Les acquis concrets du Benelux
Dans l’immédiat, et de façon plus terre à terre, le premier ministre belge cherche à raviver les relations entre les trois États du Benelux, comme l’ont régulièrement fait ses prédécesseurs, au moins pour la forme. Pionnier de l’intégration, le Benelux reste un outil pour tenter de s’affirmer dans le concert européen, bien plus cacophonique aujourd’hui avec ses vingt-sept États membres que lorsque la Communauté économique européenne (CEE) de 1957 en comptait six.
Cette vision s’inscrit dans une stratégie plus large de renforcement de l’autonomie européenne face aux défis mondiaux. Jeudi, à la conférence HJ Schoo, Bart De Wever a estimé que «notre marché intérieur est notre principale destination commerciale». Il a plaidé pour un marché des capitaux et un marché des services plus cohérents (téléphonie, énergie…). Il a étrillé l’asile et l’immigration familiale en provenance de pays hors UE tout en préconisant une «immigration de travail sélective», qu’importe son origine.

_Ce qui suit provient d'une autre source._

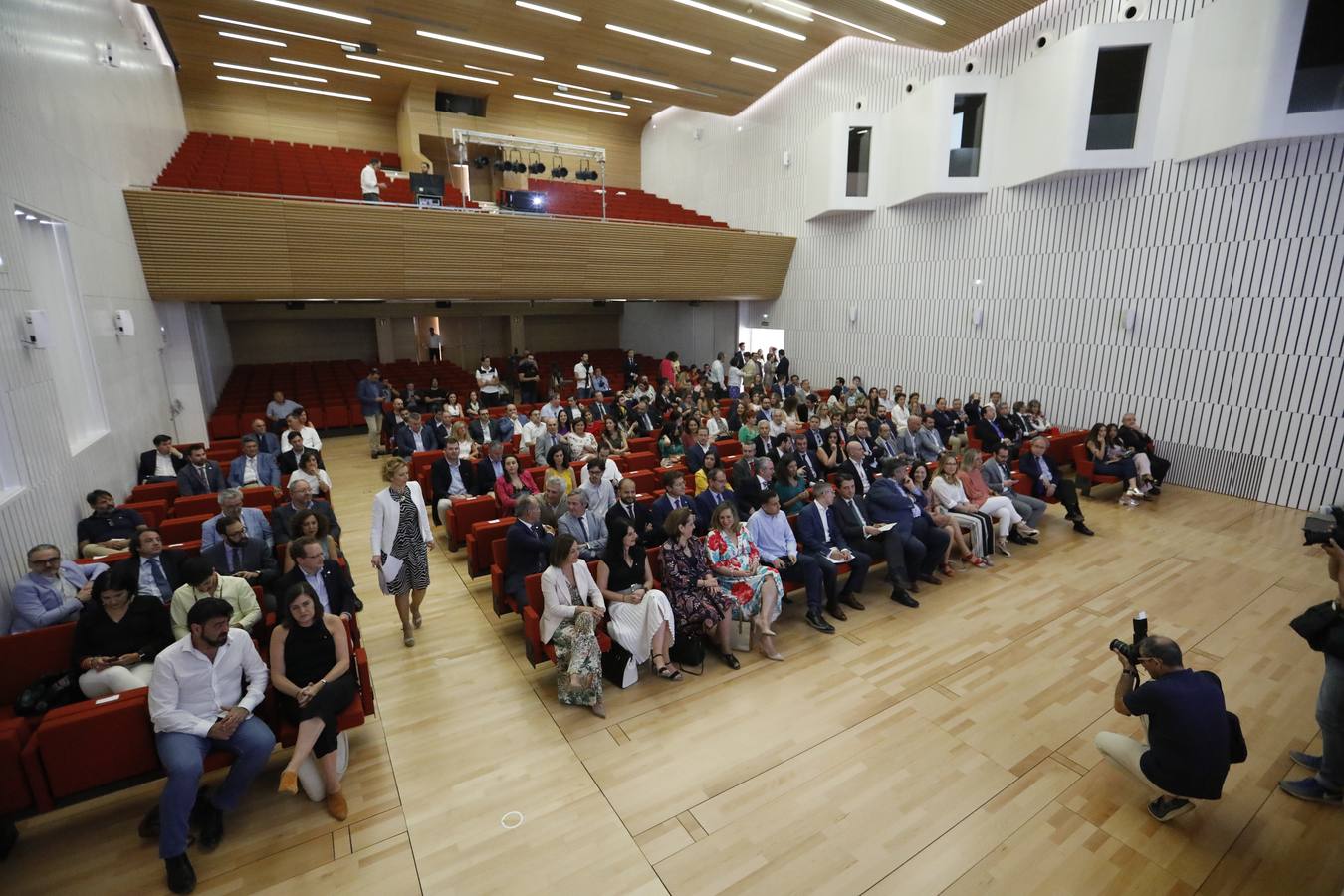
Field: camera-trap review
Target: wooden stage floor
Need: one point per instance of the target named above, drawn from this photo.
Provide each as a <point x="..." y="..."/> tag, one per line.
<point x="943" y="750"/>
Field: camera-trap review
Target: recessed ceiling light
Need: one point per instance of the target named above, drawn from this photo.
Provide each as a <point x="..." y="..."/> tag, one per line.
<point x="578" y="96"/>
<point x="755" y="65"/>
<point x="657" y="39"/>
<point x="914" y="11"/>
<point x="292" y="34"/>
<point x="295" y="88"/>
<point x="494" y="72"/>
<point x="379" y="61"/>
<point x="705" y="7"/>
<point x="316" y="11"/>
<point x="248" y="37"/>
<point x="628" y="77"/>
<point x="269" y="72"/>
<point x="537" y="7"/>
<point x="314" y="65"/>
<point x="480" y="46"/>
<point x="571" y="105"/>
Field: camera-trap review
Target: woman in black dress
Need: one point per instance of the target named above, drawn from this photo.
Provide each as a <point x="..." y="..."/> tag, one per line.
<point x="314" y="681"/>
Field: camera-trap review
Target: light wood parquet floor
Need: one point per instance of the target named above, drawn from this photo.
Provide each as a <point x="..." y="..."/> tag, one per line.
<point x="943" y="750"/>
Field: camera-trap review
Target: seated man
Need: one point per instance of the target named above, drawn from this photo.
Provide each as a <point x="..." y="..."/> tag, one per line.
<point x="1047" y="484"/>
<point x="160" y="464"/>
<point x="254" y="468"/>
<point x="200" y="476"/>
<point x="196" y="704"/>
<point x="775" y="539"/>
<point x="822" y="539"/>
<point x="54" y="591"/>
<point x="584" y="526"/>
<point x="231" y="507"/>
<point x="157" y="568"/>
<point x="202" y="581"/>
<point x="326" y="577"/>
<point x="108" y="530"/>
<point x="242" y="557"/>
<point x="1185" y="716"/>
<point x="302" y="499"/>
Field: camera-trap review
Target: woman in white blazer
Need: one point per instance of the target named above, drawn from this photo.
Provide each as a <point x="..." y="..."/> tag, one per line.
<point x="400" y="533"/>
<point x="572" y="606"/>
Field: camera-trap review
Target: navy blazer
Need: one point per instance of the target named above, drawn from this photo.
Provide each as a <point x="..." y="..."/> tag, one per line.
<point x="813" y="537"/>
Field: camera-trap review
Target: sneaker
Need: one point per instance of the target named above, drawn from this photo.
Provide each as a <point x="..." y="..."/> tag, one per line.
<point x="1164" y="808"/>
<point x="1310" y="790"/>
<point x="1305" y="760"/>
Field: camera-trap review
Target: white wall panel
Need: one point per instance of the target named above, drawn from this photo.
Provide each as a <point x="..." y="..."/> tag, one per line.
<point x="1232" y="264"/>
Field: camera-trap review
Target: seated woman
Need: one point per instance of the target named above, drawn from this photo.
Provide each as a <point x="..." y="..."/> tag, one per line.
<point x="640" y="617"/>
<point x="558" y="468"/>
<point x="314" y="681"/>
<point x="756" y="588"/>
<point x="316" y="477"/>
<point x="572" y="607"/>
<point x="515" y="483"/>
<point x="118" y="634"/>
<point x="698" y="604"/>
<point x="315" y="526"/>
<point x="790" y="487"/>
<point x="1108" y="464"/>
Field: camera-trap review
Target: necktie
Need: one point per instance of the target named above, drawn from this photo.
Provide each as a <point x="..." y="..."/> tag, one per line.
<point x="160" y="580"/>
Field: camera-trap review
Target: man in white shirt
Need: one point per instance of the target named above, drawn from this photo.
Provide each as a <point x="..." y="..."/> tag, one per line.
<point x="368" y="184"/>
<point x="196" y="704"/>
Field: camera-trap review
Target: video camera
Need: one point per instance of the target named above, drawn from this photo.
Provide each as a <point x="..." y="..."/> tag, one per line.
<point x="1327" y="526"/>
<point x="1131" y="650"/>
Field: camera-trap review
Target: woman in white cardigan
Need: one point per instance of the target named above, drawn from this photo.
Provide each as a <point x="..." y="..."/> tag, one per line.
<point x="400" y="533"/>
<point x="571" y="608"/>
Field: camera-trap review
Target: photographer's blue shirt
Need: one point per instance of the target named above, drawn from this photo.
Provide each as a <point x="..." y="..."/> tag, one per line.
<point x="1187" y="733"/>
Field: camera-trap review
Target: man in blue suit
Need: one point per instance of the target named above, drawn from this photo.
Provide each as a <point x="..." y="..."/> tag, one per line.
<point x="818" y="528"/>
<point x="231" y="507"/>
<point x="254" y="466"/>
<point x="890" y="503"/>
<point x="529" y="545"/>
<point x="54" y="591"/>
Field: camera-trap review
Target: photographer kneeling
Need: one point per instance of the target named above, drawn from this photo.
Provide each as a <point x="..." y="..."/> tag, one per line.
<point x="1183" y="712"/>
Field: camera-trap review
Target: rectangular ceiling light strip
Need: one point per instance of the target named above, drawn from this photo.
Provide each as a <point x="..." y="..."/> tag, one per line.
<point x="314" y="65"/>
<point x="657" y="39"/>
<point x="479" y="45"/>
<point x="755" y="65"/>
<point x="249" y="38"/>
<point x="748" y="20"/>
<point x="537" y="7"/>
<point x="379" y="61"/>
<point x="316" y="11"/>
<point x="571" y="105"/>
<point x="292" y="34"/>
<point x="566" y="95"/>
<point x="628" y="77"/>
<point x="269" y="72"/>
<point x="266" y="84"/>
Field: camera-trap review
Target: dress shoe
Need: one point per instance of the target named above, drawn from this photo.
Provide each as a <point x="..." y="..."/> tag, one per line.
<point x="817" y="622"/>
<point x="181" y="876"/>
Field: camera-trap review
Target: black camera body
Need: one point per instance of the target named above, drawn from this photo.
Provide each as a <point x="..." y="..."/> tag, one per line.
<point x="1327" y="526"/>
<point x="1131" y="650"/>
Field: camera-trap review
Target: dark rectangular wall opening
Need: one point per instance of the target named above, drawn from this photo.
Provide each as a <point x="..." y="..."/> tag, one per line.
<point x="968" y="121"/>
<point x="856" y="166"/>
<point x="1319" y="77"/>
<point x="1117" y="91"/>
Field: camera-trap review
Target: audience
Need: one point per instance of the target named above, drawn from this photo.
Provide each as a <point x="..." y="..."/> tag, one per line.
<point x="118" y="634"/>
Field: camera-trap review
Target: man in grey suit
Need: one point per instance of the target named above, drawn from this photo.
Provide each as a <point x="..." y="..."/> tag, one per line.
<point x="584" y="526"/>
<point x="928" y="438"/>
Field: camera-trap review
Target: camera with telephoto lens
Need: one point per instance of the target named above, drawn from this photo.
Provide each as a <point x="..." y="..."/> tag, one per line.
<point x="1131" y="650"/>
<point x="1327" y="526"/>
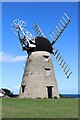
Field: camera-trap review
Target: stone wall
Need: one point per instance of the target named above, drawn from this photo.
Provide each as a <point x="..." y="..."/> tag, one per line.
<point x="38" y="76"/>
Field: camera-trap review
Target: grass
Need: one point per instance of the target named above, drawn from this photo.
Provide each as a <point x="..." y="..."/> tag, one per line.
<point x="39" y="108"/>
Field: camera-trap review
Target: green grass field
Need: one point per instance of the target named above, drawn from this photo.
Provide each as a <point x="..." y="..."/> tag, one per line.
<point x="39" y="108"/>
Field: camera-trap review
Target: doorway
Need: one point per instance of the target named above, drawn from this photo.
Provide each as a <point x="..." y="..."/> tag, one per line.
<point x="49" y="90"/>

Il a soutenu également la conclusion d’accords commerciaux avantageux au sein de l’Union européenne et critiqué le «masochisme vert» qui limite selon lui l’exploitation des ressources naturelles. Le tout alors que les Pays-Bas s’avancent vers les législatives du 29 octobre prochain, élections provoquées par le retrait du Parti de la liberté (PVV) de Geert Wilders qui a entraîné la chute du gouvernement Schoof au terme d’un désaccord profond sur la réforme de la politique d’asile.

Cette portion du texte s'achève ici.